JUnit runs this test once for each example in the dataset. If any evaluator misses its threshold, the test fails.

## When to use JUnit tests

Use JUnit tests when you want fast, fail-fast checks:

- **Fast feedback during development.** A test fails the moment an output misses your criteria. You do not wait for a full evaluation run.
- **CI/CD quality gates.** Fail the build when critical test cases break, just like a regular unit test.
- **Familiar tooling.** Use the test runners, IDE integration, and reports you already have.

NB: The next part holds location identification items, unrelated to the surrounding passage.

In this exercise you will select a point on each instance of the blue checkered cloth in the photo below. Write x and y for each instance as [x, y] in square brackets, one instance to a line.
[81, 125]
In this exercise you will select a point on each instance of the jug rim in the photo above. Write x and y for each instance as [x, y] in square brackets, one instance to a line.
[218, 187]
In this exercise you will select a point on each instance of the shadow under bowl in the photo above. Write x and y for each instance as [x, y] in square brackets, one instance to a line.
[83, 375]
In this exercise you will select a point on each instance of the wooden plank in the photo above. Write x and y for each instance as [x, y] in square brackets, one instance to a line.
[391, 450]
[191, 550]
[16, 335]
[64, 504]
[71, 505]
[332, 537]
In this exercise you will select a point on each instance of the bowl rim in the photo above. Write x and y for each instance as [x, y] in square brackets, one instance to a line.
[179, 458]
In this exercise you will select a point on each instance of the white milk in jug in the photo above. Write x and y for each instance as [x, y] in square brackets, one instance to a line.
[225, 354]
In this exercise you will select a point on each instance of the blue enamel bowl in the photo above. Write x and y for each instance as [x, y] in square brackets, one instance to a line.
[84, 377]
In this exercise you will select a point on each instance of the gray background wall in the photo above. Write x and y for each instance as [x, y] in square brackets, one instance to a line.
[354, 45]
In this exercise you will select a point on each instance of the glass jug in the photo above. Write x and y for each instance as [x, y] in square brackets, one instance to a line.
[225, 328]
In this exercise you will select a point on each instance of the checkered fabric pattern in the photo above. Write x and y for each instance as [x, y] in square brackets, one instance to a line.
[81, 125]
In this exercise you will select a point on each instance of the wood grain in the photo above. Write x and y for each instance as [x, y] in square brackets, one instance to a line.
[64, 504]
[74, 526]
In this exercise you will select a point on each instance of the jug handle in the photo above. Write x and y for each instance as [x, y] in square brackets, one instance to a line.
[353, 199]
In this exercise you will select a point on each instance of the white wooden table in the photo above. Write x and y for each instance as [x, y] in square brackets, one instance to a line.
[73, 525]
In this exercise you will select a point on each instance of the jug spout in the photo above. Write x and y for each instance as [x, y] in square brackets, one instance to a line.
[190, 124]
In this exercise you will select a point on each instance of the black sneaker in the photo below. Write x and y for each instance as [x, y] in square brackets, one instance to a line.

Reach for JUnit tests for:

- Critical examples that should never break
- Quick validation during development
- CI/CD pipelines where you want to fail fast
- Test-driven development of LLM features

Reach for experiments instead when you want:

- Analysis across large datasets
- Comparison of different models or configurations
- Detailed reports with metrics
- Exploratory evaluation of new features

See [Experiments vs JUnit Testing](../evaluation/experiments#when-to-use-experiments-vs-junit) for the full comparison.

:::tip
Your task can return a typed record, not just a string. A JUnit test reads it back with `actualOutputAs(...)` or compares it with `StructuralMatchEvaluator`. See the [Structured & Typed Data](../evaluation/structured-typed-data.md) hub.
:::

## Load a dataset

`@DatasetSource` accepts a path or inline data. Pick the form that fits.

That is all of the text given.